Al momento ancora non esiste una normativa di sicurezza in materia di tatuaggi, e, considerata la diffusione del fenomeno, è molto importante che venga presto definita a livello europeo

“Quando si decide di fare un tatuaggio E’ fondamentale farlo in sicurezza, scegliendo attentamente la struttura che, previa la firma del consenso informato, deve garantire alti standard di igiene e una strumentazione adeguata e sterilizzata”. Lo ha detto Susanna Esposito, presidente dell’Associazione Mondiale per le Malattie Infettive e i Disordini Immunologici e direttore dell’Unita’ di Pediatria ad Alta Intensita’ di Cura Fondazione IRCCS Ca’ Granda Ospedale Maggiore Policlinico, Universita’ degli Studi di Milano. “Non sono pochi, infatti, i possibili rischi – ha riferito Esposito – causati da un tatuaggio: allergie all’inchiostro con conseguenti eruzioni cutanee o infezioni batteriche locali che possono causare rossore, gonfiore o secrezioni purulente; nei casi di contaminazione con sangue infetto, c’e’ il rischio di contrarre l’epatite C e l’HIV. Al momento ancora non esiste una normativa di sicurezza in materia di tatuaggi, e, considerata la diffusione del fenomeno, e’ molto importante che venga presto definita a livello europeo.

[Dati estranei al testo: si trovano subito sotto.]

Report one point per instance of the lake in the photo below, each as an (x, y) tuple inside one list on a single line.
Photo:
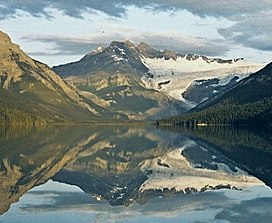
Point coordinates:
[(135, 174)]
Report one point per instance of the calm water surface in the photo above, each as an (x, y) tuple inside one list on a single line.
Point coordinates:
[(135, 174)]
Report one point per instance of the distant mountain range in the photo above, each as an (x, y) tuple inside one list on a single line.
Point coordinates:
[(144, 83), (122, 82), (247, 102)]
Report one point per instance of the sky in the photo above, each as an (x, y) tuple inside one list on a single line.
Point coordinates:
[(61, 31)]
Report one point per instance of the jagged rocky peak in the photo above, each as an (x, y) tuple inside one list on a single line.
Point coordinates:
[(4, 38), (142, 47)]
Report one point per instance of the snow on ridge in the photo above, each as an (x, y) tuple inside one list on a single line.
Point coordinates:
[(181, 73), (161, 66)]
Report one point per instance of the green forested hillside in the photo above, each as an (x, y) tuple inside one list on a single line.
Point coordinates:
[(249, 102)]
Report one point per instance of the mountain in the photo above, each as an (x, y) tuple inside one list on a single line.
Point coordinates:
[(142, 82), (248, 102), (113, 75), (31, 91)]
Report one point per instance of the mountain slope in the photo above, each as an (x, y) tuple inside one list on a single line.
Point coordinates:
[(141, 82), (248, 102), (113, 75), (37, 90)]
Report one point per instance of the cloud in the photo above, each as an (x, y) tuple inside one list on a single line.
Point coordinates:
[(160, 41), (251, 20), (223, 8), (254, 31)]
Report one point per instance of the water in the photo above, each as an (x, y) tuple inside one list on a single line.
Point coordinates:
[(135, 174)]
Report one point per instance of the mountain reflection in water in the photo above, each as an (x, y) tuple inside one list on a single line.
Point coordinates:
[(124, 165)]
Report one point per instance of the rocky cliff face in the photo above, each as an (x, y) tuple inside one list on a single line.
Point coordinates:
[(43, 92), (161, 83)]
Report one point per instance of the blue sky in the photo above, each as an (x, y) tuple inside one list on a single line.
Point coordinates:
[(60, 31)]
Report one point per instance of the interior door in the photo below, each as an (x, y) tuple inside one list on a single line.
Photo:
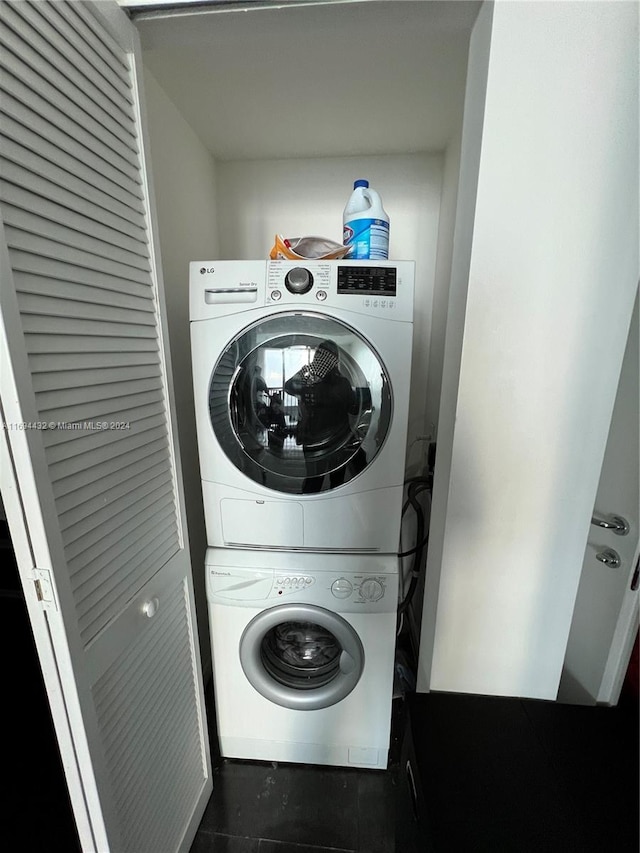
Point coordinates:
[(605, 619), (90, 472)]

E’ comunque importante ricordare che la decisione di decorare il proprio corpo deve essere sempre una scelta consapevole: un tatuaggio rappresenta un cambiamento permanente che puo’ andare bene quando si e’ giovani ma diventare eccessivo quando si diventa anziani. Nel caso di minori, e’ anche molto importante che il tatuaggio venga eseguito con il consenso informato firmato dei genitori e la scelta del minore deve avvenire in condizioni di lucidita’ dopo attente valutazioni”.